La personnalité multiple, le trouble de l’identité dissociative, pour plusieurs c’est sérieux. Prends l’American Psychiastrist Association. Mais y’a des gens qui merde s’y encouragent. On pourrait penser que la signature ça vient faire une synthèse, que ça identifie l’œuvre et son auteur. C’est pas faux. Il y a oui de la propriété derrière tout ça. Pourtant ce qui se passe vraiment, c’est qu’il se fait une division en deux : y’a un sujet qui écrit et qui soi-disant vit (la vie pauvre du monde de la raison et chez quelques gentillets délinquants celle quotidienne des objets pratiques), puis un autre sujet qui vit les expériences dont on ne peut pas rendre philosophiquement compte (pas seulement les vertiges du sexe, du délire, des pleurs, mais aussi les fulgurations constantes derrière penser, parler, voir, etc.).
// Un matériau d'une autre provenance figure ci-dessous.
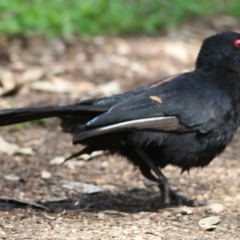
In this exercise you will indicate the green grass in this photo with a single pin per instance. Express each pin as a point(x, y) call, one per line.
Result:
point(67, 18)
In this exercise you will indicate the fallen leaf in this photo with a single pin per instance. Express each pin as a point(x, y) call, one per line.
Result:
point(209, 223)
point(32, 74)
point(11, 148)
point(8, 83)
point(57, 161)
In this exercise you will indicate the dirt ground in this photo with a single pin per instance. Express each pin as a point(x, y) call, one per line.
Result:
point(36, 72)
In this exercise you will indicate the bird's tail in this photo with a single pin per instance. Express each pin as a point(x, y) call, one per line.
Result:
point(74, 111)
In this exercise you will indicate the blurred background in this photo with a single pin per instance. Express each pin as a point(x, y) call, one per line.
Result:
point(100, 47)
point(63, 51)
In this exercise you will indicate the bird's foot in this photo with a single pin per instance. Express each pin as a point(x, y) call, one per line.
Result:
point(176, 199)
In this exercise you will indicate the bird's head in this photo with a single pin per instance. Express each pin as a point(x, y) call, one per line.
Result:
point(220, 51)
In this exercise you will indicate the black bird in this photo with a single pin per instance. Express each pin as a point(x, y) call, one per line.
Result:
point(183, 120)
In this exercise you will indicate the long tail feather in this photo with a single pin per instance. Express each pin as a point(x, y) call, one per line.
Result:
point(13, 116)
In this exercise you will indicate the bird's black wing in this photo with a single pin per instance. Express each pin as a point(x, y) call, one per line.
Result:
point(189, 102)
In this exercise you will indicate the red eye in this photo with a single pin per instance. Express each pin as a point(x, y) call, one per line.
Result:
point(237, 43)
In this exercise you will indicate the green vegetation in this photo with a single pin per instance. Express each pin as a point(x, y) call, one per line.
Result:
point(67, 18)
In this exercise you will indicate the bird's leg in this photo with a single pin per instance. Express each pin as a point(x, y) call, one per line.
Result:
point(167, 193)
point(161, 179)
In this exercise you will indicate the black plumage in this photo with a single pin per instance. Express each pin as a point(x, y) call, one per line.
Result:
point(183, 120)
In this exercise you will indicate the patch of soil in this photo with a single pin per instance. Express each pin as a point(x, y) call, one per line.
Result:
point(126, 209)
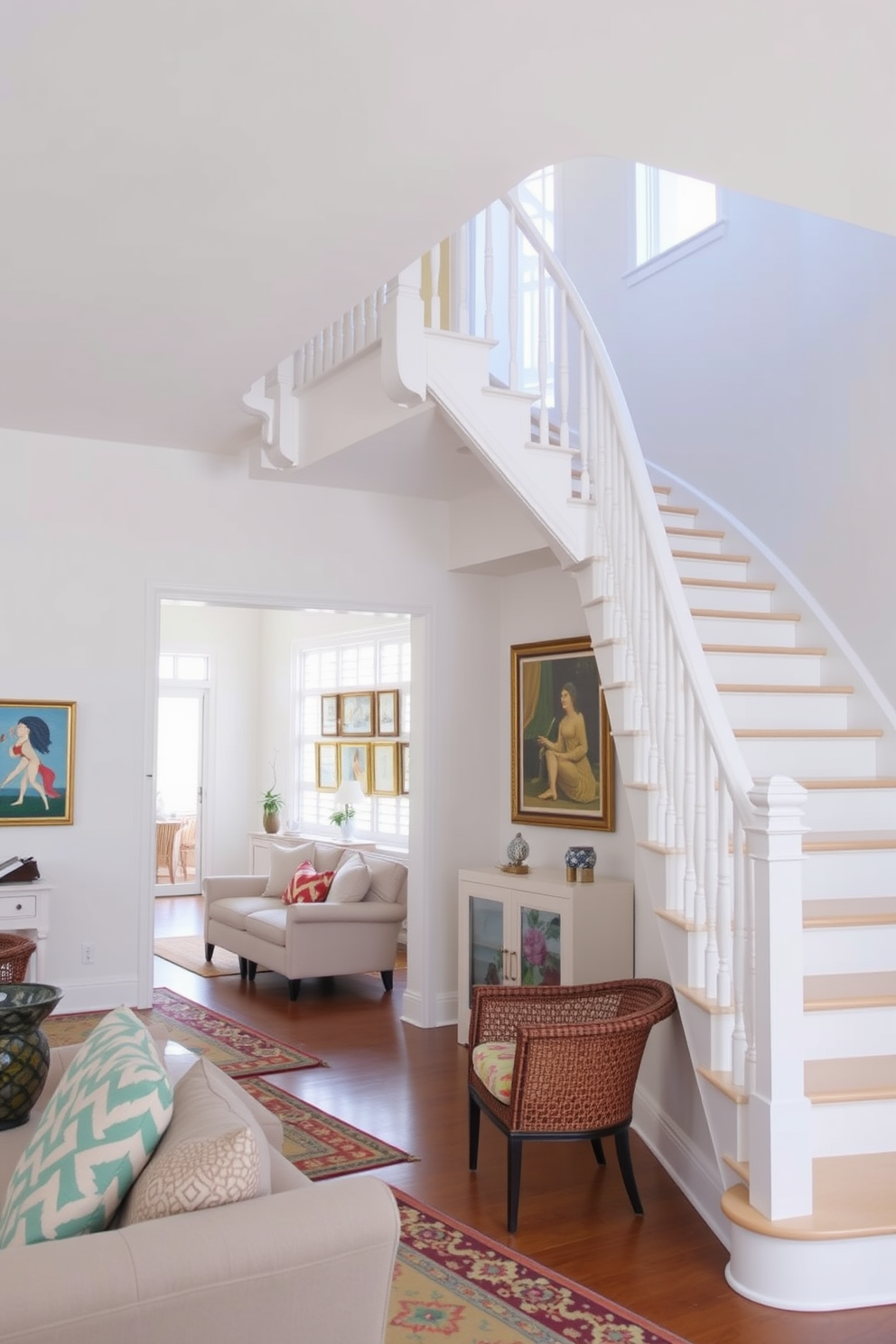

Je l’ai senti ce dédoublement de la personne quand j’ai vu que j’avais pas de mal à dire « en personne » que j’écris ce texte cependant que j’aurais beaucoup de mal à le signer : signer ça aurait brisé un personnage que j’ai commencé il y a longtemps ailleurs. Par ailleurs la scission on la voit dans ce qu’il serait dérangeant de lire systématiquement Emmanuel Kant plutôt que « Kant », Jean-Paul Sartre, plutôt que « Sartre ». C’est important que la vie recule, pour que le texte fonctionne, fasse son effet. Quand je dis « Sartre » – le nom commun – c’est déjà plus Sartre, j’entends pas tant la personne historique (ça s’est construit, c’est aussi un effet de surface), que la vie-Jean-Paul Sartre.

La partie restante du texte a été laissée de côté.